FDA panel mixed on Ortho Evra

The majority of members of the US Food and Drug Administration’s Reproductive Health Drugs Advisory Committee and the Drug Safety and Risk Management Advisory Committee on Friday voted (19 to five) that US health care giant Johnson & Johnson’s (NYSE: JNJ) contraceptive patch Ortho Evra (norelgestromin, ethinyl estradiol) risks were outweighed by its benefits, such as pregnancy prevention through a once-weekly application.

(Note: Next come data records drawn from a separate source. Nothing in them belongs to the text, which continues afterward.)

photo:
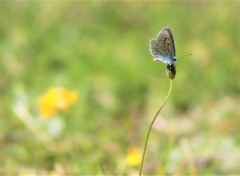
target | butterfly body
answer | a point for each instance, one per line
(163, 48)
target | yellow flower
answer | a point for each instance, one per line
(134, 157)
(56, 99)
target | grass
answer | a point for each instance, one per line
(101, 50)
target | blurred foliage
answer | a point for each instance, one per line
(101, 50)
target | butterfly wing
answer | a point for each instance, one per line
(163, 47)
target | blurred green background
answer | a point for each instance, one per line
(101, 50)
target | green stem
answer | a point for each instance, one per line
(148, 134)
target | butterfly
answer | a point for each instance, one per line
(163, 49)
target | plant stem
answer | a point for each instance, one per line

However, they also voted 20 to three, with one abstention, that the current label for Ortho Evra, the only patch contraceptive sold in the USA which was approved by the FDA in 2001, inadequately reflects the risks of blood clots women face by using it. Just a day earlier, the same panel also gave a mixed reaction on Bayer’s drospirenone-containing contraceptives Yaz and Yasmin (The Pharma Letter December 9).

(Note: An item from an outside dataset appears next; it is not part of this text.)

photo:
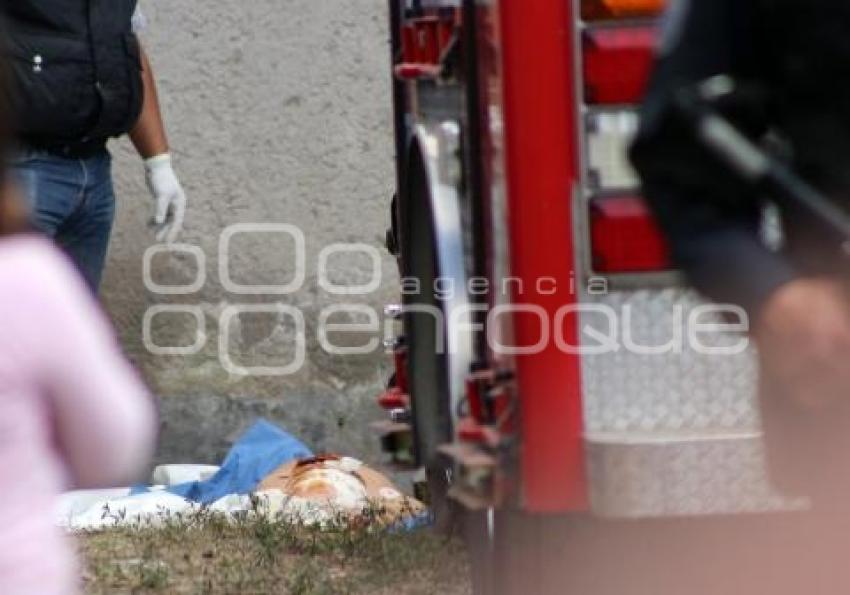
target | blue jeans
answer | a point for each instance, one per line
(72, 201)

Clinical studies of Ortho Evra's blood clot risk have reached differing conclusions over the years. At least two found that patch users have twice the risk of clots as women taking contraceptive pills. Even a slightly higher risk can be critical because blood clots can trigger heart attacks, strokes and blockages in lungs or blood vessels, which in rare cases have been fatal, even among young women. J&J does not provide sales figures for Ortho Evra but, according to an Associated Press report, prescriptions for the product have declined steadily over the last five years, from 5 million in 2006 to about 1.3 million last year.